A federal Justice Department review was made of police activity in Ferguson, Missouri after a grand jury found a police officer not guilty for the death of a black teen who was attacking and threatening the life of the officer. Finding that the grand jury was correct in its ruling, the Justice Department looked for problems with the local police department. They found that over a five year period as many as five emails that seemed racist were written by members of the department. While this finding was not very significant considering the number of officers and the five year period, the Attorney General then found that while the city’s black population was only 67%, the arrest rate of black residents was 80+%. The thought was that this might prove bias. The idea being that every group should be arrested equal to its proportion of the population.

 A look at crime statistics shows that this is nowhere near to the case.  Certain minority communities have a disproportionate share of victims and causes of violent crime in America. While representing only 13% of our population, blacks suffer 55% of all gun related homicides (53% of all violent homicides) or about 6,000 deaths a year, and blacks are 93% of their assailants and are responsible for more than 52% of all violent homicides in America. 

But the equality claim that has suffered most by the real world, is cultural relativity, a mainstay of members of the far left and frequent world travelers. These people will immediately try to counter any criticism of another country or culture with an example in our culture. Say that Muslim countries that require women to be subjugated by having their appearance covered or having their freedom limited, and these cultural relativists will desperately come up with equal examples of it here. Some will point to the fact that some women here feel they must wear high heels and make-up or that they earn only 93% as much as their male counterparts as examples of our cultural equality with those in the Middle East. Mention the severe terrorism in that same part of the world with groups like Boko Haram, ISIS, Al Qaida, Al Shabaad, the Houthis, Hezbollah, Hamas, and Taliban and our relativity friends will remind us of the Crusades, fought barely a thousand years ago and the KKK whose members burned crosses and lynched innocent blacks. 

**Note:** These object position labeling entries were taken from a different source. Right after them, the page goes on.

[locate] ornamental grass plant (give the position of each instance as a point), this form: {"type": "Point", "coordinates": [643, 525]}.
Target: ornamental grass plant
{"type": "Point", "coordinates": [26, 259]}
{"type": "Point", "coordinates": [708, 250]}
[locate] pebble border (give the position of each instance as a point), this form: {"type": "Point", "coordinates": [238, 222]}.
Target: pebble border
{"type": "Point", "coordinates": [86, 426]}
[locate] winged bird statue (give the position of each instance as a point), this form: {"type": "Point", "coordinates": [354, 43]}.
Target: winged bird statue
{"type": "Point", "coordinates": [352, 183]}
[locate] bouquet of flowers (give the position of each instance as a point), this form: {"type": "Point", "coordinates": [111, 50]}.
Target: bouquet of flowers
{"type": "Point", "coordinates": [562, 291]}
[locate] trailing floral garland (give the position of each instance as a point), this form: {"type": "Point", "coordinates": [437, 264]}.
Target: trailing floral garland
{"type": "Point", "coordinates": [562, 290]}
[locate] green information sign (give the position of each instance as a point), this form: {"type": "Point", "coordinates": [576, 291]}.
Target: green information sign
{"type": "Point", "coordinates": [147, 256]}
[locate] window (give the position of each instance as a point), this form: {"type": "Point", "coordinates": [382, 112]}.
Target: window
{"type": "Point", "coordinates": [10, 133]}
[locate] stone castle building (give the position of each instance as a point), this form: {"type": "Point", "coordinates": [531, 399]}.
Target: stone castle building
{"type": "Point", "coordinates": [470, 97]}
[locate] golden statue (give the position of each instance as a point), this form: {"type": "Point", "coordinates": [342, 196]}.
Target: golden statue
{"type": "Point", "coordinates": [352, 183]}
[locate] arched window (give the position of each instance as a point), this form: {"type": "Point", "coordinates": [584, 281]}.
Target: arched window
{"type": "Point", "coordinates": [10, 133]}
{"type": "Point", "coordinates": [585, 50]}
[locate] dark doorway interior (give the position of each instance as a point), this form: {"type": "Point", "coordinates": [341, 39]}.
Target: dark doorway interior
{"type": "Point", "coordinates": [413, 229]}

But by now, even these dedicated reality deniers realize the folly in their efforts. All cultures are not created equal and do not ever get to be equal. People in these less-than-equal cultures suffer from poverty, ignorance, corruption and violence. Many are ruled by cruel tyrants as we have seen in the Middle East and Africa and to a lesser degree in Latin America.

So, rather than continue to pretend that everyone is somehow equal or that there should be income or crime or gender or cultural equality, we could be more helpful by acknowledging significant differences and finding ways of reducing the disparity and its damaging effects in our nation as well as elsewhere in the world.